|Cleft Lip & Palate
A cleft palate is a somewhat common birth defect with about 1 in 1600 babies born with a cleft lip and palate. Additionally, about 1 in 2800 babies are born with a cleft lip without a cleft palate. Without treatment, the baby can suffer with problems that prevent the ability to suck preventing them from getting the nutrition and comfort they need. As the baby grows, there can be issues with tooth development and speech development. Thankfully today, we have increased knowledge and treatment options available to help.
Cleft Lip and Palate Background
There isn’t one answer to why a baby developed with a cleft lip and/or palate. Most studies point to both genetic and environmental factors, with most people never knowing why it occurred.

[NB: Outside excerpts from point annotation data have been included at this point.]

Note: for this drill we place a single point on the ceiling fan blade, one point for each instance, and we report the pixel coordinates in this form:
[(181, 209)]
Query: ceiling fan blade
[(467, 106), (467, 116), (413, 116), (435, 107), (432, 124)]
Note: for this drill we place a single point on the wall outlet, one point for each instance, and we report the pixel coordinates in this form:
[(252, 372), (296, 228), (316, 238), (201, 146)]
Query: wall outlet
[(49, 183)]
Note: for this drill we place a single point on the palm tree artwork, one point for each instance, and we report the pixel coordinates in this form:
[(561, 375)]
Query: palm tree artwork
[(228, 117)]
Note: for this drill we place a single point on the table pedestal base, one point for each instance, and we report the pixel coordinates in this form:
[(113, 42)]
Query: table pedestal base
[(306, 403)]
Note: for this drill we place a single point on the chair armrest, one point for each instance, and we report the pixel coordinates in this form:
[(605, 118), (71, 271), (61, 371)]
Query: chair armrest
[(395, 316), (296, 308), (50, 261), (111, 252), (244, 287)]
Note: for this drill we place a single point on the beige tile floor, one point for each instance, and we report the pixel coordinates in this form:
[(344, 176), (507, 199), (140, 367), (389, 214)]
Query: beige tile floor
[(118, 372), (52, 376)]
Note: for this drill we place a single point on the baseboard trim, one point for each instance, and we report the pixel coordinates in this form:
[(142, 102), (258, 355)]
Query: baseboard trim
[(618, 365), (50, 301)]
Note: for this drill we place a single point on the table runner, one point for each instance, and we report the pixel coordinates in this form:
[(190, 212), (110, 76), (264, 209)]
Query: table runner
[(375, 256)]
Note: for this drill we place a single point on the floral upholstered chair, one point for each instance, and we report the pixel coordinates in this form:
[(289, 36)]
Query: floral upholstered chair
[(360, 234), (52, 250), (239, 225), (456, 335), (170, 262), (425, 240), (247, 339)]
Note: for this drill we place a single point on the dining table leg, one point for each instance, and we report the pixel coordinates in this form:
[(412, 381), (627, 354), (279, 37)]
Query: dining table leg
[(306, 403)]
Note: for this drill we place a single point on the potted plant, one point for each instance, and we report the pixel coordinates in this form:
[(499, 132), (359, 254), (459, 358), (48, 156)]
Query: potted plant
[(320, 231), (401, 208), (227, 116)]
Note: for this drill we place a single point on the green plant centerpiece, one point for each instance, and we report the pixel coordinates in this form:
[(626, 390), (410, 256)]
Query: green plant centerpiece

During fetal development in the womb, a number of bones and tissues have to align and then the tissue joins. In your mouth, you have two palates that make up the roof of the mouth, if these two palates don’t align or join correctly, it is known as a cleft palate. A cleft lip is characterized as an opening at the top of the upper lip, either in the middle of the lip or to one side. How the cleft appears, or the severity of it, can vary, sometimes the cleft can start on one side of the nose and reach all the way to the other. Treatment should be considered, without treatment challenges in how the child eats, drinks and speaks can occur. Additionally, the cleft can affect tooth placement as teeth grow, and result in a gum line that isn’t fully formed.
Cleft Treatment Options
In most cases, a cleft lip and palate is considered a treatable condition, either resolving the issue or improving the child’s function. Children with these conditions usually require the assistance of multiple medical professionals to support varying problems associated with a cleft lip and palate, including an oral surgeon, an orthodontist, your personal physician, speech therapy and a dietician.
Cleft palate surgery generally takes place between the ages of 7 to 18 months old. This can vary based on the severity and situation. If the child has other associated health problems, surgery may be delayed to follow the treatment plan based on their needs. A Cleft palate is usually treated early on with a prosthetic device designed specifically to cover the roof of the mouth and create a barrier between the mouth and the nasal cavity.